Richard Sandiford wrote:
Ian Lance Taylor <i...@google.com> writes:
Richard Sandiford <rdsandif...@googlemail.com> writes:
Does anyone else have any thoughts before I make that change?
I think that one of you should try to write a test case where it makes a
difference, and add the test case to the testsuite.
I originally took that to mean a case where function vs. bb speed choices
made a difference. That isn't really possible as things stand because
I don't know of any in-tree port that assigns different rtx costs to
SETs based on the speed setting.
But now I wonder whether you meant a test case where using rtx costs
makes a difference. I'm not really in a position to test ARM these days,
but it sounds like any testcase for the VUNZP patch would cover this too,
since it was this patch that prevented the VUNZP one from going in.
I'll also try to come up with a MIPS testcase when I look at that
(this weekend hopefully, but maybe not on recent form).

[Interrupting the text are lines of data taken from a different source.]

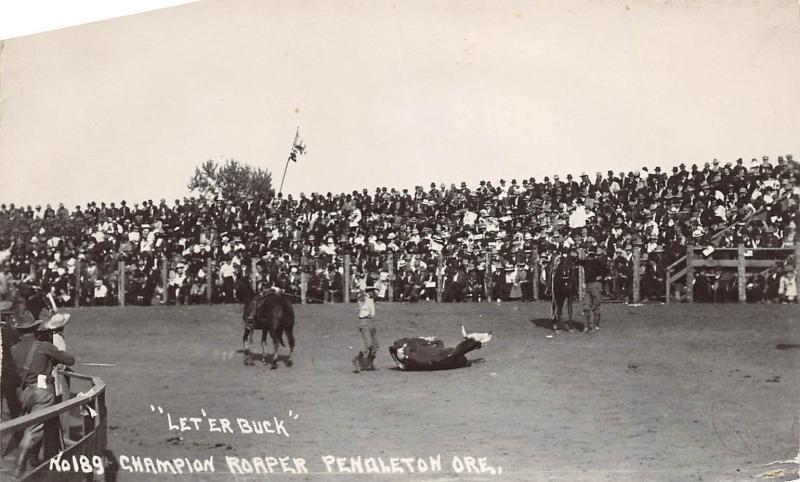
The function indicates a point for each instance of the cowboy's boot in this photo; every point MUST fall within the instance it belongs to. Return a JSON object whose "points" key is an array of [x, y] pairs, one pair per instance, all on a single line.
{"points": [[22, 462], [370, 365], [357, 362]]}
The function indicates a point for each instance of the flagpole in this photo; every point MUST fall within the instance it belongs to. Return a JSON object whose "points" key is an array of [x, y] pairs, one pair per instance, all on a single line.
{"points": [[280, 190], [296, 135]]}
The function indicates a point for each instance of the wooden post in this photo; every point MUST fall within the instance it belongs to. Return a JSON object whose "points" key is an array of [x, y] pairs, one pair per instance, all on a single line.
{"points": [[667, 284], [390, 288], [78, 268], [121, 282], [164, 279], [742, 267], [253, 272], [303, 281], [439, 278], [209, 280], [636, 272], [690, 273], [797, 264], [346, 279], [487, 277], [536, 275]]}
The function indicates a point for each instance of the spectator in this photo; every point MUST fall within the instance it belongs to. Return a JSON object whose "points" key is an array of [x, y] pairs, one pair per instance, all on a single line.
{"points": [[100, 293], [788, 286]]}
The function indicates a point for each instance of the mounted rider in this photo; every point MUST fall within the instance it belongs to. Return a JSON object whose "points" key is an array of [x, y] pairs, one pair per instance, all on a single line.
{"points": [[562, 283]]}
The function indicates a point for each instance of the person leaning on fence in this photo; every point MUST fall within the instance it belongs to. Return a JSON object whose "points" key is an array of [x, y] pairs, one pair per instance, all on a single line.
{"points": [[34, 360], [9, 380], [366, 312]]}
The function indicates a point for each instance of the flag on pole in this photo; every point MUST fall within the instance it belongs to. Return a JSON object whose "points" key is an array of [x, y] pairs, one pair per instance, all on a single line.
{"points": [[298, 148]]}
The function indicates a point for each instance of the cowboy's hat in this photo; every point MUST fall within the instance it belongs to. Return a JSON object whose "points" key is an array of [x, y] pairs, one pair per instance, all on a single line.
{"points": [[25, 324], [55, 322]]}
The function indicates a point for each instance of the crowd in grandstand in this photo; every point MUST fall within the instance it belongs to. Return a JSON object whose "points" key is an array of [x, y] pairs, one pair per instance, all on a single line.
{"points": [[521, 222]]}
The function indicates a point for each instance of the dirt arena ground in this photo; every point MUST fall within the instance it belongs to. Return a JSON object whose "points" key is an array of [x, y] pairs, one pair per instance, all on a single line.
{"points": [[677, 392]]}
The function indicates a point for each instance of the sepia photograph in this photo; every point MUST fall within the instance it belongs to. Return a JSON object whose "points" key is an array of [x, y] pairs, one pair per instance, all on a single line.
{"points": [[509, 240]]}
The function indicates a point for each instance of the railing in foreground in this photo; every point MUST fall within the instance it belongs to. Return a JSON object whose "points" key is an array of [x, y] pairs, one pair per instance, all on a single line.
{"points": [[75, 434]]}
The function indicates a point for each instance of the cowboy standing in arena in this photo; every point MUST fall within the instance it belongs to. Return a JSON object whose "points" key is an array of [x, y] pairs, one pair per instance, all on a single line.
{"points": [[594, 272], [366, 313], [34, 360]]}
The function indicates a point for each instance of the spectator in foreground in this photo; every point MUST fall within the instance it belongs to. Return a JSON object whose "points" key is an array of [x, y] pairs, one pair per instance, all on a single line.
{"points": [[34, 360]]}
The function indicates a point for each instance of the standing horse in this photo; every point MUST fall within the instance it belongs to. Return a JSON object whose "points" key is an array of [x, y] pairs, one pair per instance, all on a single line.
{"points": [[272, 313], [561, 288]]}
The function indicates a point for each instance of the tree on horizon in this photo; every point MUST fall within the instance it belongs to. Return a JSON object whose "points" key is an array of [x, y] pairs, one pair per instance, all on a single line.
{"points": [[231, 180]]}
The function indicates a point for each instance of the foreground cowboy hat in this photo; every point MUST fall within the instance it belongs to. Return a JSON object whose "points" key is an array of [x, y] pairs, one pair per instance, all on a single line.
{"points": [[55, 322], [24, 325]]}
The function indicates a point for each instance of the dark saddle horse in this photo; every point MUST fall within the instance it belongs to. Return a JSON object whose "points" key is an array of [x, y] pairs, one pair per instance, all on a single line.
{"points": [[271, 313], [429, 354], [561, 287]]}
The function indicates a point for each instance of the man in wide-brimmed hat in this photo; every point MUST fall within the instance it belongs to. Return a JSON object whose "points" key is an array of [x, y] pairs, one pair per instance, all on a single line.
{"points": [[53, 330], [34, 360]]}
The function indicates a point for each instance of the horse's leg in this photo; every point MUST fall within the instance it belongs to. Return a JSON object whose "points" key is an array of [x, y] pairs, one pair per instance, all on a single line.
{"points": [[264, 345], [275, 345], [248, 333], [290, 337]]}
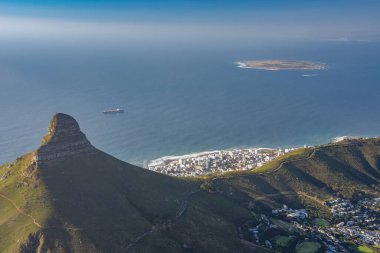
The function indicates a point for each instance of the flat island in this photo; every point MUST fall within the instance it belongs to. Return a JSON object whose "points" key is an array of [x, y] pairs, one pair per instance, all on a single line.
{"points": [[281, 65]]}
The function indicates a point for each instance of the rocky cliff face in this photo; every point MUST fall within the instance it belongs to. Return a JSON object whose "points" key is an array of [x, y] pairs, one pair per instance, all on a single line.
{"points": [[63, 139]]}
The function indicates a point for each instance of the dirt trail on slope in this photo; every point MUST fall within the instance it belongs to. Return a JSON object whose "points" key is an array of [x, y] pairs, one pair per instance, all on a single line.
{"points": [[20, 211]]}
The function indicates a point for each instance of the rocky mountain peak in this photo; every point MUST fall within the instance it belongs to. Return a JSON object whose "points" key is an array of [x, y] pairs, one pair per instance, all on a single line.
{"points": [[64, 139]]}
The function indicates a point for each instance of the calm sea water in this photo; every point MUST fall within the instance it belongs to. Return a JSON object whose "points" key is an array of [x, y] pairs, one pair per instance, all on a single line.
{"points": [[187, 98]]}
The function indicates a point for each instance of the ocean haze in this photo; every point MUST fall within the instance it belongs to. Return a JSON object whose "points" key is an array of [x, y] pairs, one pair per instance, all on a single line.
{"points": [[187, 97]]}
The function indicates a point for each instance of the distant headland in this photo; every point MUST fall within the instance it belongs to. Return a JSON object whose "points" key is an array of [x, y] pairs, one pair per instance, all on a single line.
{"points": [[281, 65]]}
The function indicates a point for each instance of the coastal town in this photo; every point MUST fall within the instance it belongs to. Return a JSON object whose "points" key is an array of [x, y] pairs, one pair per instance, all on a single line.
{"points": [[215, 161], [352, 225]]}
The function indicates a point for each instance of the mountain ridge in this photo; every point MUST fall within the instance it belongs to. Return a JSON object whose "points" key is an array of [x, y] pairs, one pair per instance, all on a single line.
{"points": [[80, 199]]}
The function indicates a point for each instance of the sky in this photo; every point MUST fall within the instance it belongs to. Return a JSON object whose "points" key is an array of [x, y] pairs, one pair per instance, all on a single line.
{"points": [[61, 20]]}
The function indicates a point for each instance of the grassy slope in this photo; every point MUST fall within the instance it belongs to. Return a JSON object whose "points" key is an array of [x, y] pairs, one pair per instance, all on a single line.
{"points": [[309, 176], [111, 202]]}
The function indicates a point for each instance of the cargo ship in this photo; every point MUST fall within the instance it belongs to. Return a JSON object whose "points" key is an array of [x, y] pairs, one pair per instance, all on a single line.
{"points": [[112, 111]]}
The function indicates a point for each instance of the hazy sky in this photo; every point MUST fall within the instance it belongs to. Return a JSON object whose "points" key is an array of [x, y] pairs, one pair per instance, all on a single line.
{"points": [[191, 19]]}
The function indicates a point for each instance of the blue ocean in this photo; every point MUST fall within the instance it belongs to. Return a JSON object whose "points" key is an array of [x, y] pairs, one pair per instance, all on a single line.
{"points": [[183, 98]]}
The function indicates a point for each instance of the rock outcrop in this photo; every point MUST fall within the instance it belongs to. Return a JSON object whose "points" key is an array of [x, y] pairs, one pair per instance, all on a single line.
{"points": [[63, 139]]}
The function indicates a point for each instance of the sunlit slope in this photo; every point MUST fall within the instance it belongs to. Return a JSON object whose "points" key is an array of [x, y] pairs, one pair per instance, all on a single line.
{"points": [[68, 196], [347, 169]]}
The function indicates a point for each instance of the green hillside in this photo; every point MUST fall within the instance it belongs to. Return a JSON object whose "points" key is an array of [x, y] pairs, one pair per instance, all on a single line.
{"points": [[67, 196], [307, 177]]}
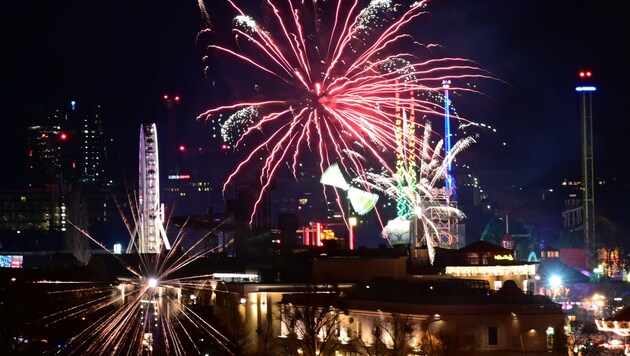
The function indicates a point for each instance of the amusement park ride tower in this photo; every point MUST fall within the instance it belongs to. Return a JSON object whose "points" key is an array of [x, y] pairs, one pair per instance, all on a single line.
{"points": [[448, 225], [406, 156], [149, 236], [588, 192]]}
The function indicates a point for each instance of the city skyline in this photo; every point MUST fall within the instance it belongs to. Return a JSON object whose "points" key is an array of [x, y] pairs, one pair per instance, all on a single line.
{"points": [[126, 60]]}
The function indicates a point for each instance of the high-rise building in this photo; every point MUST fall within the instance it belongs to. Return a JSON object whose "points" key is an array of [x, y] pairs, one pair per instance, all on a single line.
{"points": [[68, 146], [66, 182]]}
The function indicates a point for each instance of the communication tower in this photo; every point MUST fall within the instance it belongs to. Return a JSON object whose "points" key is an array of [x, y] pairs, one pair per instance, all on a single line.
{"points": [[588, 192]]}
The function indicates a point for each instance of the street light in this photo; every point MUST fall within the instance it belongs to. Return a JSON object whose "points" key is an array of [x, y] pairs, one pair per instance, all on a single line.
{"points": [[520, 336], [435, 318]]}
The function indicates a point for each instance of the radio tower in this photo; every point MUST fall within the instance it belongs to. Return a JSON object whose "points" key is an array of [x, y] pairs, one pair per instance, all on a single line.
{"points": [[149, 235], [588, 191]]}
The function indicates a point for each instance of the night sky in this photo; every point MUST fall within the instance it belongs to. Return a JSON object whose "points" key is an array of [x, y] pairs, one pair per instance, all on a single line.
{"points": [[125, 54]]}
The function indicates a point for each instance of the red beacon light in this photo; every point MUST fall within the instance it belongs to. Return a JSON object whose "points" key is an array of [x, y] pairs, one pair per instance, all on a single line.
{"points": [[585, 76]]}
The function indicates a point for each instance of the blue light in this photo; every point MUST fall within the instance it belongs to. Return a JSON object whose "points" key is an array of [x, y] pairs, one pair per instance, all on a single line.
{"points": [[587, 88]]}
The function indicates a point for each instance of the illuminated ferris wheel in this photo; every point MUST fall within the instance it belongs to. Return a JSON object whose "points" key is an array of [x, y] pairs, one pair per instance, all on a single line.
{"points": [[149, 235]]}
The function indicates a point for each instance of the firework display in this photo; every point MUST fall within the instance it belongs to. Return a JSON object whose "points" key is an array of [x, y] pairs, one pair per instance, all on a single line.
{"points": [[328, 79]]}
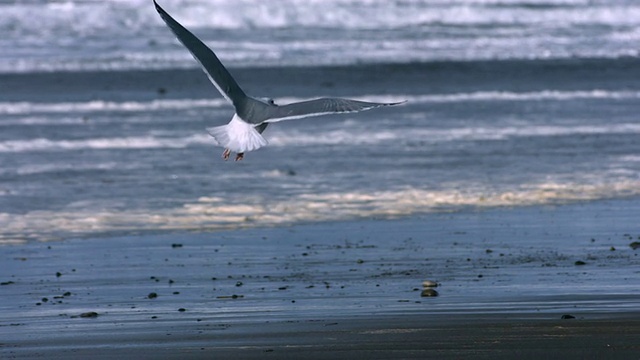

Anyway, I modified the patch to use a per-function speed setting.
After the off-list discussion between you and Kenny, I went ahead
and applied it after retesting on x86_64-linux-gnu.
To repeat: as things stand, very few targets define proper rtx costs
for SET. This patch is therefore expected to prevent lower-subreg
from running in cases where it's actually benefical. If you see that
happening, please check whether the rtx_costs are defined properly.
It's hardly possible to write proper rtx_costs for SET:
1) What should be the cost of (const_int 1) if you don't see the
machine mode? Is it QI, is it HI, is it SI or whatever?
There are platforms where this matters, for example the platform this
PR was initially reported for.
2) If the target will be a REG, what is the register class for the
assignment? rtx_costs are called after reload, so it would be good to
know. It would be good to know if it is a pseudo or hard reg.
And in many places the backend does not know where it is standing.
Is it upon expanding? Prior or after combine? Or split1?
3) Likewise, the costs of MEM are peeled of MEM and pass just
the address without any information on the MEM like it's address
space. Cost might highly depend on the address space involved.
The original PR is because split of mem:HI is fine -- if it reads
from generic. And splitting mem:HI is complete bloat for other
address spaces. Likewise for wider modes like PSI, SI, ...
ad 3) I wonder if the patch helps with the avr backend at all?
Does it improve the situation in any way? And is it worth to clean up
the avr backend and remove the FIXMEs there? I.e expand reads from MEM
as they are instead of hiding all inside UNSPECs?
Johann
Of course, if the costs are defined properly and lower-subreg still
makes the wrong choice, we need to look at why.
Richard